Egitto. Al-Sisi e Abiy lavorano Alĺ diga di Gerd. Ma la Turchia…

di Giuseppe Gagliano

Il presidente egiziano Abdel Fatah al-Sisi è il primo ministro etiope Abiy Ahmed hanno deciso di riprendere le trattative relative alla Grande diga della Rinascita etiope (Gerd), grazie all’accordo raggiunto durante il vertice Russia-Africa di Sochi. La Gerd è una delle più grandi dighe del mondo, situata in prossimità delle sorgenti sul Nilo Blu per un costo di 4 miliardi di dollari, progetto che l’Etiopia ha iniziato nel 2011 e la cui realizzazione consentirà al paese africano di diventare il primo esportatore di energia dell’Africa. Il progetto della Grande diga del Rinascimento etiope è in buona sostanza una centrale idroelettrica, nata negli anni ’60 dall’immaginazione di Giorgio Pietrangeli con lo scopo di sfruttare il potenziale del Nilo Azzurro a fini idroelettrici.
Il progetto Gerd ha un bacino idrico così grande che da solo controlla completamente il fiume, realizzando così un sogno antico e cioè la speranza che il Nilo Azzurro possa in qualche modo essere dominato. La Gerd si trova a circa 40 km a valle della confluenza con il fiume Beles e a circa 15 km a monte del confine etiope con il Sudan. Ovviamente la costruzione della Gerd è stata particolarmente complessa perché ogni fase ha richiesto il coinvolgimento dei tre stati interessati (Etiopia, Egitto e Sudan) e l’approvazione di numerosi stakeholder.

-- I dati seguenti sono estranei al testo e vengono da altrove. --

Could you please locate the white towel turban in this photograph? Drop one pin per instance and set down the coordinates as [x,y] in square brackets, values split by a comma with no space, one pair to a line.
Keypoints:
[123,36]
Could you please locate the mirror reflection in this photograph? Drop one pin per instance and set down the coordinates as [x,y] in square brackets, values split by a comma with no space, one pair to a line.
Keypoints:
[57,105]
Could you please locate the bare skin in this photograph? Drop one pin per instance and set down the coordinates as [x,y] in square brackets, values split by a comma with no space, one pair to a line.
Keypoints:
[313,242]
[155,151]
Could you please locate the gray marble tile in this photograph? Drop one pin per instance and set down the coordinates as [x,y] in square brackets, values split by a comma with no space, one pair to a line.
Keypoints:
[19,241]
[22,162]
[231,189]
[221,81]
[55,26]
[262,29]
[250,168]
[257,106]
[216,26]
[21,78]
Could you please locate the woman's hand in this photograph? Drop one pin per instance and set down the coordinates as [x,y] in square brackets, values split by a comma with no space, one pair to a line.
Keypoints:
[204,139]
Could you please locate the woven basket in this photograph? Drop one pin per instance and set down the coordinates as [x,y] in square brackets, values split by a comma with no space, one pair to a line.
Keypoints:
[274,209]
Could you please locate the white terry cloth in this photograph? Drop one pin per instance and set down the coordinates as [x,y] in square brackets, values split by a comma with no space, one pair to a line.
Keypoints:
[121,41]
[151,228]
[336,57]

Ritornando alle questioni diplomatiche, il primo ministro etiope premier Ahmed ha sottolineato che l’Etiopia non intende porre in essere azioni offensive sul piano politico ed economico che possano danneggiate l’Egitto. Anche al-Sisi ha sottolineato che il proprio paese. pur non volendo contrastare il progetto Gerd, intende tuttavia salvaguardare i propri interessi nazionali. Infatti la principale preoccupazione di al-Sisi consiste nel fatto che la Gerd potrebbe incidere in modo profondamente negativo sul suo fabbisogno energetico che dipende dal 90% dal Nilo. Secondo l’Egitto infatti il flusso d’acqua sarebbe ridotto in modo rilevante danneggiando sia il settore agricolo che quello industriale. Se da un punto di vista giuridico e diplomatico la questione dello sfruttamento delle acque del Nilo dipende dall’accordo del 1929
tra Egitto e Inghilterra che consentiva all’Egitto un ruolo dominante insieme al Sudan a danno dell’Etiopia che ha preteso di svolgere un ruolo di gran lunga più significativo, considerando che l’85% delle acque del Nilo provengono proprio dal Nilo Blu, il quale inizia propio in Etiopia. Tuttavia la situazione, altamente conflittuale sul piano sia politico che diplomatico, si è ulteriormente complicata con l’entrata della Turchia che in quanto sostenitrice dei Fratelli Musulmani, ostili all’attuale presidente egiziano,ha deciso di svolgere un ruolo anti egiziano incontrando il presidente sudanese con lo scopo di potere usufruire di una infrastruttura dual use, cioè sia civile che militare, presso la città portuale sudanese di Suakin, che si affaccia sul Mar Rosso. Naturalmente questo investimento infrastrutturale deve essere contestualizzato all’interno di accordi bilaterali con il Sudan che sono finalizzati, almeno per quanto riguarda la Turchia, ad aumentare il suo ruolo in Africa.